By Jonathan Stempel
NEW YORK (Reuters) - Zaha Hadid, an award-winning architect known for futuristic designs, sued The New York Review of Books and the architecture critic Martin Filler on Thursday over alleged defamatory statements about her in a recent book review.
Hadid, who was born in Baghdad and is now a British citizen, claimed that Filler falsely implied she was indifferent to the alleged difficult working conditions of migrant workers on high-profile construction projects in the Middle East, including her own.
She also claimed Filler used large portions of his June 5 review of Rowan Moore's "Why We Build: Power and Desire in Architecture" to question her success and fault her personality, although she was not a prominent character in the book.
The complaint was filed with the New York State Supreme Court in Manhattan.
Robert Silvers, editor of The New York Review of Books, declined to comment, saying he was unaware of the complaint. Filler could not immediately be reached.
Hadid in 2004 became the first woman to win the Pritzker architecture prize, one of the top awards in that field.
Her projects include the London Aquatics Centre, built for the 2012 Summer Olympics, while current designs include a residential building along the High Line, on the west side of Manhattan.

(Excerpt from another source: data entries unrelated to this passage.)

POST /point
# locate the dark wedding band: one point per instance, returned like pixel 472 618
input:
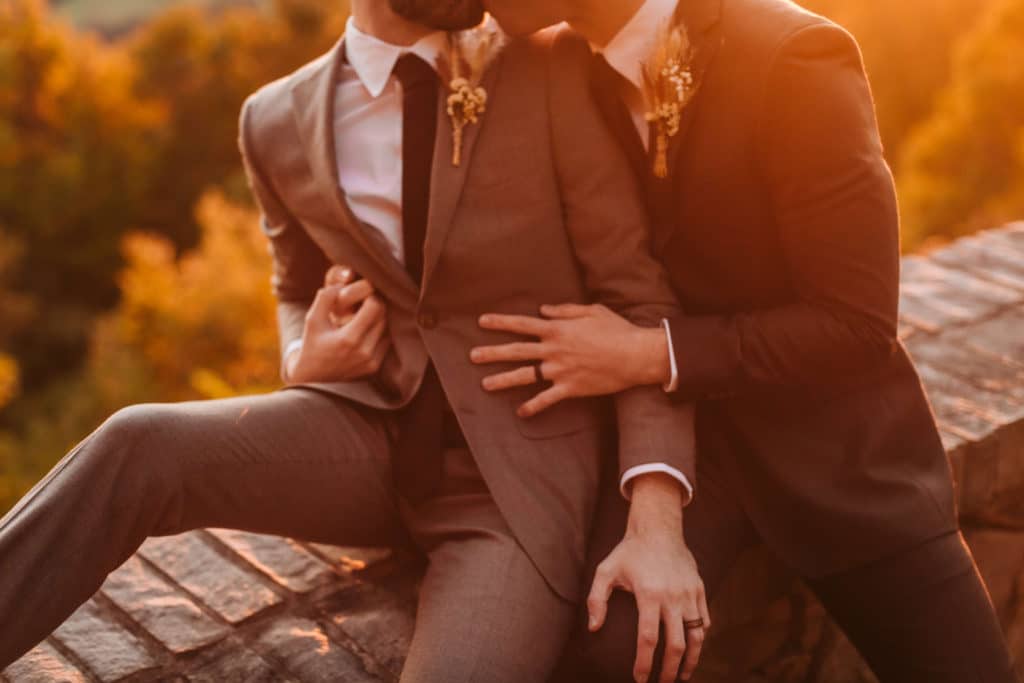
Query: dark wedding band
pixel 539 374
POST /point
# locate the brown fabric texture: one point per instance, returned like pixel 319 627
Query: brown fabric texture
pixel 779 229
pixel 543 209
pixel 297 463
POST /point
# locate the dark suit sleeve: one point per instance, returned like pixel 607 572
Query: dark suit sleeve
pixel 835 208
pixel 608 224
pixel 299 265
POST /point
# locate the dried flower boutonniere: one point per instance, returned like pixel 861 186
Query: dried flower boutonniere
pixel 470 52
pixel 669 87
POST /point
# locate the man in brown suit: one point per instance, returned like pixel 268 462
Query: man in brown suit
pixel 384 432
pixel 778 224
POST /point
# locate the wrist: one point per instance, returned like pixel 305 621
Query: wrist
pixel 656 506
pixel 651 361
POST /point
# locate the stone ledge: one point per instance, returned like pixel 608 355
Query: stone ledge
pixel 219 605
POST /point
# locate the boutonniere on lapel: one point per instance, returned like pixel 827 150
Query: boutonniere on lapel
pixel 669 87
pixel 470 53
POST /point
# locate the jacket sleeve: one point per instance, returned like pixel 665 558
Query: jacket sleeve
pixel 608 224
pixel 299 265
pixel 835 208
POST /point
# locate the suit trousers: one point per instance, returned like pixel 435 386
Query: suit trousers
pixel 922 615
pixel 296 463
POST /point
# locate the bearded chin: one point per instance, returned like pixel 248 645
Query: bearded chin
pixel 440 14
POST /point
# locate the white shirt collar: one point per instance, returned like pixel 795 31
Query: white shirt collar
pixel 634 43
pixel 373 59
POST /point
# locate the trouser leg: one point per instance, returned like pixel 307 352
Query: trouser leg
pixel 295 463
pixel 485 612
pixel 717 532
pixel 922 616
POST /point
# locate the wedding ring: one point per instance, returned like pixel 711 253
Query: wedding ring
pixel 539 373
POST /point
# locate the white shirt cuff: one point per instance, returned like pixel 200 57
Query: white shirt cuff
pixel 652 468
pixel 673 384
pixel 291 348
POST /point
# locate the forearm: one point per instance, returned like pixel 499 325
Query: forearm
pixel 790 347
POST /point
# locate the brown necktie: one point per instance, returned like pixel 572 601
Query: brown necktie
pixel 420 445
pixel 419 127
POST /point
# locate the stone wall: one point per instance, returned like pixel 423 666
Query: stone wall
pixel 220 606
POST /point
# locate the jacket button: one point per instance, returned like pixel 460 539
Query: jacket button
pixel 428 319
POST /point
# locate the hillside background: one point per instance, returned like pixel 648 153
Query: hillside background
pixel 131 266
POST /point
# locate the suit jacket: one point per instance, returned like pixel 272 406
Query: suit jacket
pixel 778 226
pixel 543 209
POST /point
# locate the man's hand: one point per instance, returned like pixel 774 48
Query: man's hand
pixel 653 563
pixel 582 350
pixel 345 336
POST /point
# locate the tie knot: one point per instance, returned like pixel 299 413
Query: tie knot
pixel 413 72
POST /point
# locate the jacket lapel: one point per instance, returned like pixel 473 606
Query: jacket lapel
pixel 617 117
pixel 446 179
pixel 312 100
pixel 701 20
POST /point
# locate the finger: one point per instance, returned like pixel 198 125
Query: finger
pixel 597 601
pixel 566 311
pixel 705 612
pixel 320 310
pixel 694 643
pixel 675 644
pixel 339 274
pixel 374 336
pixel 515 352
pixel 647 629
pixel 519 325
pixel 372 310
pixel 511 379
pixel 383 346
pixel 544 400
pixel 351 295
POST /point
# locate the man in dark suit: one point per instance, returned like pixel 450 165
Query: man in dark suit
pixel 777 222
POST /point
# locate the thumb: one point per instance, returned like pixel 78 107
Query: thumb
pixel 597 601
pixel 320 310
pixel 564 311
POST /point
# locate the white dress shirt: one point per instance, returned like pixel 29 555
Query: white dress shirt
pixel 626 52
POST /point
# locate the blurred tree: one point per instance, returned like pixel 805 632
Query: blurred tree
pixel 200 327
pixel 99 138
pixel 964 167
pixel 76 148
pixel 202 70
pixel 907 47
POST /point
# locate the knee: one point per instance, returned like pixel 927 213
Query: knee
pixel 609 653
pixel 125 443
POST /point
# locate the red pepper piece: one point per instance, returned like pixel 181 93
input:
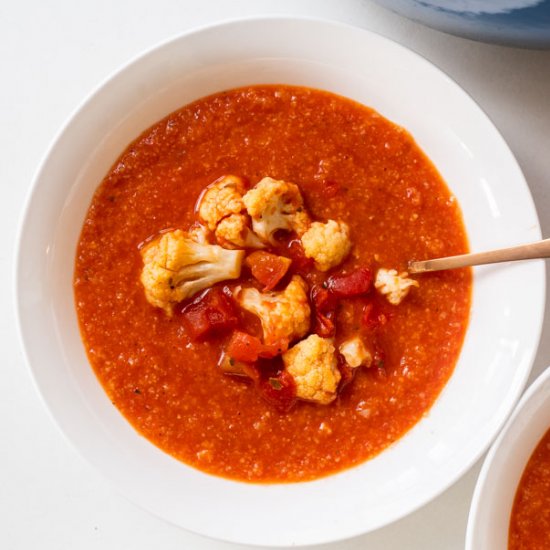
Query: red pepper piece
pixel 267 268
pixel 324 307
pixel 351 284
pixel 245 347
pixel 347 373
pixel 209 314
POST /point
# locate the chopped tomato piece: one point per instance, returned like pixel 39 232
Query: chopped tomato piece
pixel 324 307
pixel 279 390
pixel 378 368
pixel 372 317
pixel 300 262
pixel 331 188
pixel 267 268
pixel 245 347
pixel 210 313
pixel 351 284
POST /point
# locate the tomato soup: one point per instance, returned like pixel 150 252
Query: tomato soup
pixel 530 518
pixel 351 164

In her complaint, Hadid pointed to a passage where Filler said she "unashamedly disavowed any responsibility, let alone concern" for an "estimated one thousand laborers who have perished" while building the Al Wakrah stadium she designed for the 2022 World Cup in Qatar.
Hadid claimed that passage was based on a February 2014 statement taken out of context, before work on the stadium had begun, and that there were no worker deaths at the site.
Oren Warshavsky, a partner at Baker & Hostetler representing Hadid, said in a statement that Filler's review was "a personal attack disguised as a book review and has exposed Ms. Hadid to public ridicule and contempt, depriving her of confidence and injuring her good name and reputation."
Hadid is seeking damages, a halt to the review's continued publication, and a retraction.
The case is Hadid v. NYRev Inc et al, New York State Supreme Court, New York County.